Sealed Trump objection?
First, contrary to Plaintiff’s objection, the verification required by Plaintiff of the Detailed Property Inventory is a condition precedent to the document categorization and privilege review. The Special Master needs to know that that he is reviewing all of the materials seized from Mara-Lago on August 8, 2022 – and no additional materials – before he categorizes the seized documents and adjudicates privilege claims.
Plaintiff’s counsel shall review the materials, allocate each of them to one of four mutually exclusive categories listed below, and prepare and provide to the Special Master a log stating, for each item or document, the particular category claimed and on what basis.
The four categories are as follows:
aa. Personal items and documents not claimed to be privileged;
bb. Personal documents claimed to be privileged;
cc. Presidential Records not claimed to be privileged; and
dd. Presidential Records claimed to be privileged.
Plaintiff shall provide the Special Master and the government with an annotated copy of the spreadsheet described above that specifies, for each document, whether Plaintiff asserts any of the following:
a. Attorney-client communication privilege;
b. Attorney work product privilege
c. Executive privilege that prohibits review of the document within the executive branch;
d. Executive privilege that prohibits dissemination of the document to persons or entities outside the executive branch;
e. The document is a Presidential Record within the meaning of the Presidential Records Act of 1978, 44 U.S.C. § 2201, et seq. (“PRA); see id. § 2201(2); and/or
f. The document is a personal record within the meaning of the PRA; see id § 2201(3).
Sealed Trump objection?
Second, that the Amended Case Management Plan has six categories (ECF 112, at 3) and the Appointment Order four (ECF 91, at 1) is entirely a function of the fact that the four categories in the Appointment Order speak of “privilege” in general and do not (as the Amended Case Management Plan does) differentiate between attorney-client and Executive privilege. The Amended Case Management Plan is entirely consistent with the Appointment Order. Plaintiff’s objection has no logical basis.
Evaluating claims for return of property under Rule 41(g) of the Federal Rules of Criminal Procedure;
Once the Court has reviewed the Special Master’s recommendations and ruled on any objections thereto, the Special Master will, if necessary, consider Plaintiff’s motion for the return of property under Federal Rule of Criminal Procedure 41(g). Plaintiff shall submit a brief in support of the motion no later than seven calendar days after the Court’s ruling on the Special Master’s recommendations.

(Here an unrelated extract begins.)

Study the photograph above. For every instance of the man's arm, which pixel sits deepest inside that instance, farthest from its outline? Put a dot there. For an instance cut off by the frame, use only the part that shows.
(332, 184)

In addition to addressing the merits of the Rule 41(g) motion, Plaintiff’s brief should address specifically whether the motion may properly be resolved in this action or must instead be decided as part of the docket in the action in which the relevant warrant was issued, 9:22-MJ-08332-BER.
Sealed Trump objection?
Third, the Special Master’s request for briefing on a particular point of law is similarly consistent with the Appointment Order. The government will brief that point of law. It behooves Plaintiff to brief that point as well.
It’s fairly clear why Trump has leveled these objections, and equally clear why he filed them under seal.
If Trump complies with the order to confirm or deny the inventory, it will require him to admit there are 103 documents bearing classification marks that he didn’t turn over in response to a subpoena, an element of the obstruction and possibly the Espionage Act offense. To make any claims about the inventory, Trump will quite literally either have to confess he committed at least one crime or his lawyers will have to affirmatively lie (and do so without access to the other FBI evidence documenting their search protocol that would disprove the lie).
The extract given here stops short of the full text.